Three structural risks in a 3x note
FNGU is a 3x daily leveraged exchange-traded note issued by Bank of Montreal, tracking the NYSE FANG+ Index. When the underlying basket falls roughly 5%, the note is engineered to fall about 15%. On Friday it fell a little more than that because the index was top-heavy in the names doing the most damage. The daily reset means the note tracks daily moves, not cumulative ones — in a chop tape, it bleeds value even when the underlying ends up flat.
The second risk is concentration. FANG+ holds 10 names, and when NVIDIA and Broadcom together represent a quarter of the move on any given day, the equal-weight basket behaves like a concentrated AI semiconductor bet dressed up as diversified tech. The third is that FNGU is an ETN, not an ETF — unsecured senior debt of Bank of Montreal, carrying credit risk that is small in practice and real in theory.
Three developments to watch next week
The fundamental backdrop has not changed. NVIDIA's Q1 FY27 print on May 20 showed Data Center revenue of $75.246 billion, up 92% year over year, with networking up 199%. Broadcom's $16 billion AI semi guide is a disappointment only relative to the trajectory the market had baked in. What changed is the price of money: the 10-year yield at 4.47% and the front end ripping higher on the payrolls beat.
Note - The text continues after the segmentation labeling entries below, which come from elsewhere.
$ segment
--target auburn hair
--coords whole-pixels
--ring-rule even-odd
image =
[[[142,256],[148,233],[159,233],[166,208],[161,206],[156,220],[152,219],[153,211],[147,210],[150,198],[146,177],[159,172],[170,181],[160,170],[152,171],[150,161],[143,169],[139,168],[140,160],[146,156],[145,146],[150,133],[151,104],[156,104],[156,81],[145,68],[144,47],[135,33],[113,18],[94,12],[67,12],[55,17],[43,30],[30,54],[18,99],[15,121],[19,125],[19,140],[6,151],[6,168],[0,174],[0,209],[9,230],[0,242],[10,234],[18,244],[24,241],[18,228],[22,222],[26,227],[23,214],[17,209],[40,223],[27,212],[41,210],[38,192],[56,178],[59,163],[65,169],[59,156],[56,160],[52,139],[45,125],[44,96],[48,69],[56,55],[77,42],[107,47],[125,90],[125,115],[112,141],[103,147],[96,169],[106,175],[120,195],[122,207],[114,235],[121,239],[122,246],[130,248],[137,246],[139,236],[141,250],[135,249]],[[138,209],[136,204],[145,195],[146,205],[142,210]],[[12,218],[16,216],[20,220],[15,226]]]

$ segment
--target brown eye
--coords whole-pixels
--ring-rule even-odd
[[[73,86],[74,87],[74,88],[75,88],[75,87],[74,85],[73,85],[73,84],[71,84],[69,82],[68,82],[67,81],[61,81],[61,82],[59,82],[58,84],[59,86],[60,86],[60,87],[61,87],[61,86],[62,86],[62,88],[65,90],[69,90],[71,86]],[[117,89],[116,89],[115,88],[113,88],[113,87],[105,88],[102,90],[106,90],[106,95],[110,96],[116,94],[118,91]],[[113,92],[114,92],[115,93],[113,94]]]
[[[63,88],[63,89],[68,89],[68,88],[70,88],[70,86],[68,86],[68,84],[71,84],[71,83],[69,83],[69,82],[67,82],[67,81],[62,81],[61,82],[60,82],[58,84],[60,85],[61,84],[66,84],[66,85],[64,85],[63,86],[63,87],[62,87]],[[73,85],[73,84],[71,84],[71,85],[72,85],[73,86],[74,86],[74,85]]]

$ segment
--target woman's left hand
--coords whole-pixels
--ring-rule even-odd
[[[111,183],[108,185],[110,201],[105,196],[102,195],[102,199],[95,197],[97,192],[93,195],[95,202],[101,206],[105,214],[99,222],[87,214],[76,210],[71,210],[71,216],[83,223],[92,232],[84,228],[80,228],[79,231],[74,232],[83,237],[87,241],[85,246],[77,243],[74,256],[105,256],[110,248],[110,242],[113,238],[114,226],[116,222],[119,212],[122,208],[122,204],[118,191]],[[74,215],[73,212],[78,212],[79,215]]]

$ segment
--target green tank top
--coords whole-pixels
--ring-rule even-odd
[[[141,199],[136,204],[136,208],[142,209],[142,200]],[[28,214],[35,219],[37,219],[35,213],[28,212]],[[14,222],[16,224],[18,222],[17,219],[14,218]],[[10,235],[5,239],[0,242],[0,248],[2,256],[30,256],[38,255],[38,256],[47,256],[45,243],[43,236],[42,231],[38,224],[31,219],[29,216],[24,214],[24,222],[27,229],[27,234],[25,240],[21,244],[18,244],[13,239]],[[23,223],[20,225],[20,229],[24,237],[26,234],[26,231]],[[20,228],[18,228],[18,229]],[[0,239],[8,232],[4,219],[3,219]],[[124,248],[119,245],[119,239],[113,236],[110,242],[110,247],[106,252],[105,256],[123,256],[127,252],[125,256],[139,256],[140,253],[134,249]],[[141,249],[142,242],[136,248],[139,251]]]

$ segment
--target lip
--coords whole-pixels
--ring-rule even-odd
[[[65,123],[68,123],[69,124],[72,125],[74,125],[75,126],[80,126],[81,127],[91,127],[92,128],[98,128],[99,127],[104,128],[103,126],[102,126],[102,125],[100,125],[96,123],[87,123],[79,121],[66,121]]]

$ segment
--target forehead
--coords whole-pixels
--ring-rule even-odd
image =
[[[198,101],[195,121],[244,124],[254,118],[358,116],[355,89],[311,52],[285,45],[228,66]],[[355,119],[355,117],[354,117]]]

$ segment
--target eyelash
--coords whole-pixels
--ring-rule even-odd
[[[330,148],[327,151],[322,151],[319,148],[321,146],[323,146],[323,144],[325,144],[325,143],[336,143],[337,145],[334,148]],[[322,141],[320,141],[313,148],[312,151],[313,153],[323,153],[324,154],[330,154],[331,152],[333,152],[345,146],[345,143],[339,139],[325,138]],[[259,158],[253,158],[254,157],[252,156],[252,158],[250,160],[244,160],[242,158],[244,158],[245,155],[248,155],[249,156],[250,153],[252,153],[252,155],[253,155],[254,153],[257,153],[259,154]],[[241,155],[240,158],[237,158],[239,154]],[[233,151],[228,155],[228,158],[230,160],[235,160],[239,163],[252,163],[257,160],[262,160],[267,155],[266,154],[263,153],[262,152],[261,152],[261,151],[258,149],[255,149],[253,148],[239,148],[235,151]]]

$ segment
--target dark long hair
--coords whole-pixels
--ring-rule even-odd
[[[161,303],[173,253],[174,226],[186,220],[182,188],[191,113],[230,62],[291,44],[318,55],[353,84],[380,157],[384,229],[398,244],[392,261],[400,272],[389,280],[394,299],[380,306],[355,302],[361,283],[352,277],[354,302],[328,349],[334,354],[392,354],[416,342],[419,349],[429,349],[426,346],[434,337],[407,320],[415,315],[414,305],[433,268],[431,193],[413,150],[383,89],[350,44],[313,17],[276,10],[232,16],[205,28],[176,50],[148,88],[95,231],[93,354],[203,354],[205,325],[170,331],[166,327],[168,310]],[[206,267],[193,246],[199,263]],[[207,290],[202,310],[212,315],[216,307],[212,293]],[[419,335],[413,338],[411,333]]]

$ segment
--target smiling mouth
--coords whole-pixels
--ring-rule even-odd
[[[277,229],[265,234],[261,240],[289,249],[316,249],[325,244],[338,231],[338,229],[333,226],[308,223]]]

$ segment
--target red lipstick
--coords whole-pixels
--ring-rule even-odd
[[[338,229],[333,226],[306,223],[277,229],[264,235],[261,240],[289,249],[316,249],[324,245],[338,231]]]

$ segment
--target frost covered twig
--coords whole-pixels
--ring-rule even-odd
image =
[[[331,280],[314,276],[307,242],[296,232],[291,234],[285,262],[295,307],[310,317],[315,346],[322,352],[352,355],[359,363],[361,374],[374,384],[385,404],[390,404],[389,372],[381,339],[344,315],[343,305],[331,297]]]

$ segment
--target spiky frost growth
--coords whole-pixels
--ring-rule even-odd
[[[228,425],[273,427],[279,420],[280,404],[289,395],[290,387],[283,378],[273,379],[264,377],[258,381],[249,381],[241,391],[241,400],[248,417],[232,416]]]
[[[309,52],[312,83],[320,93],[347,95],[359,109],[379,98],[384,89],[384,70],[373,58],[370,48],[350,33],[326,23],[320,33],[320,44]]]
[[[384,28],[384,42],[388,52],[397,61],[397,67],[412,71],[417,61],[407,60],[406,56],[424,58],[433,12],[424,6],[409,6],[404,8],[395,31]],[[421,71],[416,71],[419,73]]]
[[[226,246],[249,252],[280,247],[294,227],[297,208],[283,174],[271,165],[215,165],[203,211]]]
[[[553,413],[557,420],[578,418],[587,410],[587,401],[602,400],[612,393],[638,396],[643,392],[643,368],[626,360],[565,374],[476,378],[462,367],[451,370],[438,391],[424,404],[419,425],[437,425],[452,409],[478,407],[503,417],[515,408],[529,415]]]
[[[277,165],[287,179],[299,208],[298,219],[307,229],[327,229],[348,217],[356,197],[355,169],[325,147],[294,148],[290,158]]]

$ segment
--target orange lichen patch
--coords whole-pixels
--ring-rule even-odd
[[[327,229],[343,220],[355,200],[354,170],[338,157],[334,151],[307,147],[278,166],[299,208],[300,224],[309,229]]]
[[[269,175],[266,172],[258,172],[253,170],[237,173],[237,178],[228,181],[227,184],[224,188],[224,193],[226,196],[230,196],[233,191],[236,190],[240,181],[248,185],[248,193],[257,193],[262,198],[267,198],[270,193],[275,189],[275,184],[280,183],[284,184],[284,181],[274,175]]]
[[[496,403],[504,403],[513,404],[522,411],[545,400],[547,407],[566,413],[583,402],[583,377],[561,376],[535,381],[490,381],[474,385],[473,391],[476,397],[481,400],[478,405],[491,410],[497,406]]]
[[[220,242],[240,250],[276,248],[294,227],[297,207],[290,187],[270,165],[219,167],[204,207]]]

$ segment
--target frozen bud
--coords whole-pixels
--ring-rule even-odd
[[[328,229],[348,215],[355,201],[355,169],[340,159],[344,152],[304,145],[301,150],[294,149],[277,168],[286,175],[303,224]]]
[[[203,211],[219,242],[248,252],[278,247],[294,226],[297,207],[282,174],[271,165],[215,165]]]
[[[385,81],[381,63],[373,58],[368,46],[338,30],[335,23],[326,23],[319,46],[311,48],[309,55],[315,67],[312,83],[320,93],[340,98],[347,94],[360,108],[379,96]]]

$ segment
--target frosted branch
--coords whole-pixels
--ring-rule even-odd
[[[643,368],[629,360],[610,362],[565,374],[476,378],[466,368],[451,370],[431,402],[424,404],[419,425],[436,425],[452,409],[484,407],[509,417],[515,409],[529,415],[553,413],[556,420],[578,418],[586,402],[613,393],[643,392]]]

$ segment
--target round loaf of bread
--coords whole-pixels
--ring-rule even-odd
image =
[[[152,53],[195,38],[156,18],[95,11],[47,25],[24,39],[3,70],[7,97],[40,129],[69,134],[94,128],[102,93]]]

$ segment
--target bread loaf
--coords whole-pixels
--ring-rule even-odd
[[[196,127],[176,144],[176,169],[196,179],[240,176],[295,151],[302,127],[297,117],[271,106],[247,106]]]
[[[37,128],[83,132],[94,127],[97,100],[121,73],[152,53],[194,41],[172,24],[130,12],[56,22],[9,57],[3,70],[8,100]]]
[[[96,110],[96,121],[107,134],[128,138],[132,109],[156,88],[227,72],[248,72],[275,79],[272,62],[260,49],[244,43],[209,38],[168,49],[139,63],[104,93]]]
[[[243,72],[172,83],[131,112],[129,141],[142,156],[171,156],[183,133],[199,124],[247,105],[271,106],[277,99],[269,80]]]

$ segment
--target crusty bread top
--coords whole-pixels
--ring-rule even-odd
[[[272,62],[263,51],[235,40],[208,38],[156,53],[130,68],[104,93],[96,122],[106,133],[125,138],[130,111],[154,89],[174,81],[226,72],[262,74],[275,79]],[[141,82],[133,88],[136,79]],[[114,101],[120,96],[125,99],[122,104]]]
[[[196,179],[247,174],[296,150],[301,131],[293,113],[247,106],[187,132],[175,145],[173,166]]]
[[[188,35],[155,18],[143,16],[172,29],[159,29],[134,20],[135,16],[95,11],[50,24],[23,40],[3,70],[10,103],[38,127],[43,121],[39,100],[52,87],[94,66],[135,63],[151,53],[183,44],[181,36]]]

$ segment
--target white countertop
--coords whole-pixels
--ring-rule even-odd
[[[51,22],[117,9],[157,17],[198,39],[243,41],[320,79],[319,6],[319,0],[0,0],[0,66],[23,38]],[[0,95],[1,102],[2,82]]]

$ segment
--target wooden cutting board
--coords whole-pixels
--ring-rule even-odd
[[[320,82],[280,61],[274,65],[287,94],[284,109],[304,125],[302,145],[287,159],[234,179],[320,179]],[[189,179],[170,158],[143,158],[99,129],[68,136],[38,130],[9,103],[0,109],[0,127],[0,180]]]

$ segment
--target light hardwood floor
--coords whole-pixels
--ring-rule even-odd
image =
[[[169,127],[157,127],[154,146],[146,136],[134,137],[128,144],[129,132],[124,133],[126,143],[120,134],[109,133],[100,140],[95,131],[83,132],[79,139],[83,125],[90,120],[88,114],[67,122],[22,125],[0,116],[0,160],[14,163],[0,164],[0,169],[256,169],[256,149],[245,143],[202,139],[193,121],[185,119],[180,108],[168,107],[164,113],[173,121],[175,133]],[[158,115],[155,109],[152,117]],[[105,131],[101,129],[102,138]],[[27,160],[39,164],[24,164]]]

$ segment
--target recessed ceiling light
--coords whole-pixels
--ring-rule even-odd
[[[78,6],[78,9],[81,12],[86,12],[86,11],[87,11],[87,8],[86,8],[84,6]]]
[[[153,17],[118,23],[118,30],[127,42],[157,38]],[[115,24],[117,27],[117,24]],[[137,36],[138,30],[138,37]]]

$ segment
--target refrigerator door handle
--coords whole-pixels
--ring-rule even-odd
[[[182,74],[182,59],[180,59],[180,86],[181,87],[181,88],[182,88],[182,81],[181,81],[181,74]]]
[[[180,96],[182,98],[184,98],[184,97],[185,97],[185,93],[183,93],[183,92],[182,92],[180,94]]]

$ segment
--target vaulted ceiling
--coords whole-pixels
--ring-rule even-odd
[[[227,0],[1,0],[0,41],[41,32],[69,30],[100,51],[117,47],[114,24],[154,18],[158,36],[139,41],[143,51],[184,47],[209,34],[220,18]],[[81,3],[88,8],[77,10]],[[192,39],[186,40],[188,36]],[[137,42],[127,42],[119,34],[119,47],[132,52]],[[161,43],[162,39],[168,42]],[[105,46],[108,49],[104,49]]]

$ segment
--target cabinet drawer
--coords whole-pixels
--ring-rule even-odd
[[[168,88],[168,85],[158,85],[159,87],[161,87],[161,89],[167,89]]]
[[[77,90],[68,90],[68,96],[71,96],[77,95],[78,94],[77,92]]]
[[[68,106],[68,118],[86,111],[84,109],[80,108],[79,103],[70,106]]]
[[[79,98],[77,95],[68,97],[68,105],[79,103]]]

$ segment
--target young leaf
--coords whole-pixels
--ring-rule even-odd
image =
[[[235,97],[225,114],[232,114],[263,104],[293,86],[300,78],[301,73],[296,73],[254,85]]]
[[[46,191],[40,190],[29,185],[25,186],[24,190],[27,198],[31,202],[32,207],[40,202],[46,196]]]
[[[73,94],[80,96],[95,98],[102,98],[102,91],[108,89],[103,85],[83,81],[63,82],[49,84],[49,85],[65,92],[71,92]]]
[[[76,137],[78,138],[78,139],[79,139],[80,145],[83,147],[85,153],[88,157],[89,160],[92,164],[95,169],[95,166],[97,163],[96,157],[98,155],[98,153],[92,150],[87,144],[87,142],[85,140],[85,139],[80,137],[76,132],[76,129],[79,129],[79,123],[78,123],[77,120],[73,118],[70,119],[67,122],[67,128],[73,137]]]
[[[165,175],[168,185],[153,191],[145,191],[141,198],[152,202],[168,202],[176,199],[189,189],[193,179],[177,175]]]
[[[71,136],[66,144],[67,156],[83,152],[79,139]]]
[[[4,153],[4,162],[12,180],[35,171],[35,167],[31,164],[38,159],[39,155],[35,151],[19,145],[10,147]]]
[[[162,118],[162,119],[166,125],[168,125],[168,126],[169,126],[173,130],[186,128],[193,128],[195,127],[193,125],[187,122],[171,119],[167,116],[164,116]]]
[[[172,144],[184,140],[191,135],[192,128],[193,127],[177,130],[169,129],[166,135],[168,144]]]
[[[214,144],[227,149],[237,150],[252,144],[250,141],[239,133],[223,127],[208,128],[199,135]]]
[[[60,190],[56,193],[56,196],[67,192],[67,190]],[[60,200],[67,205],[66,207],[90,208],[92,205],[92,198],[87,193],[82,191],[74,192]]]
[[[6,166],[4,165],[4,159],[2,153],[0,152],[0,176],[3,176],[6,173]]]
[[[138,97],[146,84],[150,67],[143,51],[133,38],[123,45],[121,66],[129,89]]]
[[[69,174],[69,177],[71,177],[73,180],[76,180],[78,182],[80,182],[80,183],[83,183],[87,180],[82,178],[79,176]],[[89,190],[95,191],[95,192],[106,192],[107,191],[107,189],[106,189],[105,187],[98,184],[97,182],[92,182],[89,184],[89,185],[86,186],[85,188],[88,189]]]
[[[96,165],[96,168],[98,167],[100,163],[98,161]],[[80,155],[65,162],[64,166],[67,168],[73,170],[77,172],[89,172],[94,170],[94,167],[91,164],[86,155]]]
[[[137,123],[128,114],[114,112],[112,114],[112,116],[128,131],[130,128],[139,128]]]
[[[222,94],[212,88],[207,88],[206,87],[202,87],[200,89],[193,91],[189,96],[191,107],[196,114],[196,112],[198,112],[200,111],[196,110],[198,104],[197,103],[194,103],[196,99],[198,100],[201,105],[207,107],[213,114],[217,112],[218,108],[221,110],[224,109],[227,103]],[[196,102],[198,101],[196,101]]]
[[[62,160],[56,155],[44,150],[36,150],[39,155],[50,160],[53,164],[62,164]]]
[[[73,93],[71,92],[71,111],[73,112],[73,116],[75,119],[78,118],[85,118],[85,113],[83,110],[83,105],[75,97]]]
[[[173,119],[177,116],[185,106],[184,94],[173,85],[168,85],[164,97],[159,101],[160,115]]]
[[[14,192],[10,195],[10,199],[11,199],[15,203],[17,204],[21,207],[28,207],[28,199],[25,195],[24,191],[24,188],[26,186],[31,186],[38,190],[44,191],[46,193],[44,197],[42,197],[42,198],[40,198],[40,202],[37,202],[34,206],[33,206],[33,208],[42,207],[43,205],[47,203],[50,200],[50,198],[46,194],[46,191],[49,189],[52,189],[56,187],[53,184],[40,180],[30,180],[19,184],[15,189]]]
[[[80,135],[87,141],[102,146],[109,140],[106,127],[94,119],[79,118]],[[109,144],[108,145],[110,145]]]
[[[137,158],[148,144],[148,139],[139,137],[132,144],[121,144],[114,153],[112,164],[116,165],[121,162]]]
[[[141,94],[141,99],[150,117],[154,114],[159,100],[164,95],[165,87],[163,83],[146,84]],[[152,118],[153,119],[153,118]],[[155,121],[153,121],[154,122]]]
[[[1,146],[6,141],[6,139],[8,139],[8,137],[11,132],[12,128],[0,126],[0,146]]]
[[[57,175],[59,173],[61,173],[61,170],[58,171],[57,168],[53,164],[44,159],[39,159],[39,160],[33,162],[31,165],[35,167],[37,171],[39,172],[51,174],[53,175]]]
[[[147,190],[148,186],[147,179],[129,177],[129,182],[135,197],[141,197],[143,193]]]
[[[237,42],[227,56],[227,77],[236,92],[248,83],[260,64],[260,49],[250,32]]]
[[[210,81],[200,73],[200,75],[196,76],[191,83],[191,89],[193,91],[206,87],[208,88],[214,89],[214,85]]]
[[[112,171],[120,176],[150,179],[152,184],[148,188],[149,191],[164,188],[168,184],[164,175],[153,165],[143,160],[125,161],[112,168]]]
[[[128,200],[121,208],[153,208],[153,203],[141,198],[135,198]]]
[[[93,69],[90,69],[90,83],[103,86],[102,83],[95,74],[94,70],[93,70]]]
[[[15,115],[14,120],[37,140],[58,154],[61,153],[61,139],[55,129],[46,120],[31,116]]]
Three developments bear watching: AI capex commentary from hyperscalers into the next earnings cycle, where the question is whether Meta's $125 billion to $145 billion range and the run-rate spend at Microsoft and Alphabet hold up; Alphabet's $80 billion stock sale execution; and the SpaceX IPO on June 12, which will test retail appetite for high-beta tech.
This article is for informational purposes only and does not constitute investment advice.